After lunch (on the fourteenth floor: I rise and rise), I cycled to Bletchley for a nostalgic visit. Each time I find myself further from my moorings: once these were streets of working-class family houses, but now they are inhabited by working-age adults who turn gardens into car parks and lean-tos into living spaces. The only trace I could find in my parents’ old house were some Japanese anemones. Almost twenty years ago I planted some from my own garden into their front garden and they thrived. I will assume that these are the very same flowers, since nothing about the house now suggests that the residents tend to anything other than their own business.

Radical Landscapes

An exhibition at Tate Liverpool, looking at landscape from the early twentieth century onwards in relation to history, identity and dissent. It didn’t really sound like my kind of thing and on entering I was immediately put off – as I am more and more these days – by the competing soundscapes that greeted me. John Berger (always worth listening to) on a loop competed with a dreary reciting voice, a bank of TV screens (like a cut-price Radio Rentals) and a 1950 MAFF information film advising farmers what to do in the event of a nuclear attack.

I found the exhibition incoherent but occasionally stimulating. The poor British landscape! It seemed on this reading to exist to promote wellbeing and validate identity, host raves, provide a living, represent an Earth Mother and inspire acts of creativity. Can it bear the weight of all these expectations? There was plenty about land ownership (Berger is brilliant on that) and resistance to it, but nothing about non-anthropocentric nature or beauty. There was an air of disappointment that Constable’s Flatford Mill said nothing about the enclosures, which is . . . OK, whatevs. But to say that it depicts the countryside as a place of leisure when a boy is clearly leading the horse towing the boat is off beam. He’s not doing dressage: he’s working.

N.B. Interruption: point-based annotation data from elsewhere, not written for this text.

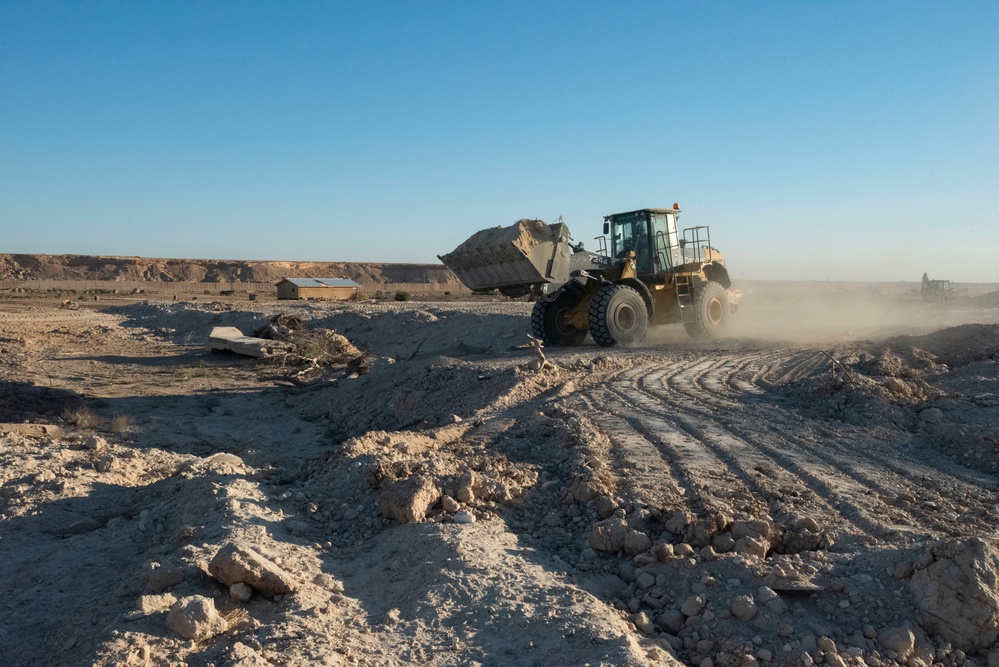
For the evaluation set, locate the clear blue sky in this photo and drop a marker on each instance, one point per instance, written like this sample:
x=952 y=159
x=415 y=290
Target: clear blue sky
x=841 y=140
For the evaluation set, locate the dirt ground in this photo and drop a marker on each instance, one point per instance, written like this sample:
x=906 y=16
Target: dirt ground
x=820 y=488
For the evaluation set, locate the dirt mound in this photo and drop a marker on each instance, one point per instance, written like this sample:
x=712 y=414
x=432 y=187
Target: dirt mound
x=523 y=234
x=958 y=592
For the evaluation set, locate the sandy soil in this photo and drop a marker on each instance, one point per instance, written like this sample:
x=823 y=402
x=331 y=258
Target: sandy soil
x=820 y=488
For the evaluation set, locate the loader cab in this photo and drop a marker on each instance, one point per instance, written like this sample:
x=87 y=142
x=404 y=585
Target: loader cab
x=651 y=233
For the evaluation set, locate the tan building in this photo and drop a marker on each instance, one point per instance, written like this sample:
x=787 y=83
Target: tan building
x=317 y=288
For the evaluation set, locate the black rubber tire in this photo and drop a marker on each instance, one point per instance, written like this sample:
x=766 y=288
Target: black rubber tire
x=711 y=313
x=547 y=321
x=618 y=316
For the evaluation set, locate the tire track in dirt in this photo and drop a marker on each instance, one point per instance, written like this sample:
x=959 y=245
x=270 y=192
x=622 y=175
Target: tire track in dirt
x=651 y=478
x=863 y=490
x=796 y=485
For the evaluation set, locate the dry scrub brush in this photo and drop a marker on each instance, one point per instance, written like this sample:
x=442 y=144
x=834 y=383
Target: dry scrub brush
x=86 y=419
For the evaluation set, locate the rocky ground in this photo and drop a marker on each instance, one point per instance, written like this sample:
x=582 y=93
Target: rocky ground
x=819 y=489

Yes, of course my attention was caught by some exhibits. Tacita Dean’s oak, Eric Ravilious, John Nash, the discovery of the odd-sounding Kibbo Kift, and even, momentarily, Ruth Ewan’s ”Back to the Fields”. This was a representation of the French Republican calendar, with its ten-day weeks et al. I was ready to yawn but didn’t. The installation itself – 360 agricultural objects representing a rural alternative to the saints calendar (a day for barley rather than St Barnabas) – was underwhelming until I focussed on two or three objects, moved away from the visual, and thought about the aims behind the restructuring of the calendar: a desire to sweep away all religious references, to rationalise the way time is counted, to focus on the essential rural labour that feeds us all. The fact that the installation had been plagued with fruit flies was ironic: art having no idea of the messier side of nature.

Moore’s sculpture invited touch (I didn’t) and sent me thinking about mushroom clouds and brains (the Mekon) and war (a Spartan helmet).

What remains, however, are Chris Killip’s black-and-white photographs of seacoal gleaners in Northumberland. Magnificent and bleak, they captured perfectly what the rest of the exhibits had overlooked: the rawness of the natural world and how being a part of it is discomforting as well as elemental.

Liverpool

Liverpool: you can see why it’s lost its UNESCO world heritage status

To Liverpool in the rain to visit the Walker again and to see the Don McCullin exhibition at the Tate. I had actually seen most of the photographs before in Manchester, so I skipped most of the war reporting. McCullin prints his own B&W photos, so there was an element of (perfectly acceptable) artifice in his later landscapes: the dazzling reflections and the very black shadows. The reportage photos were mesmerising, mixing the human with the humorous and the horrible. The photo from a Finsbury Park café brought to mind Dix’s portrait of a hostile-looking boy.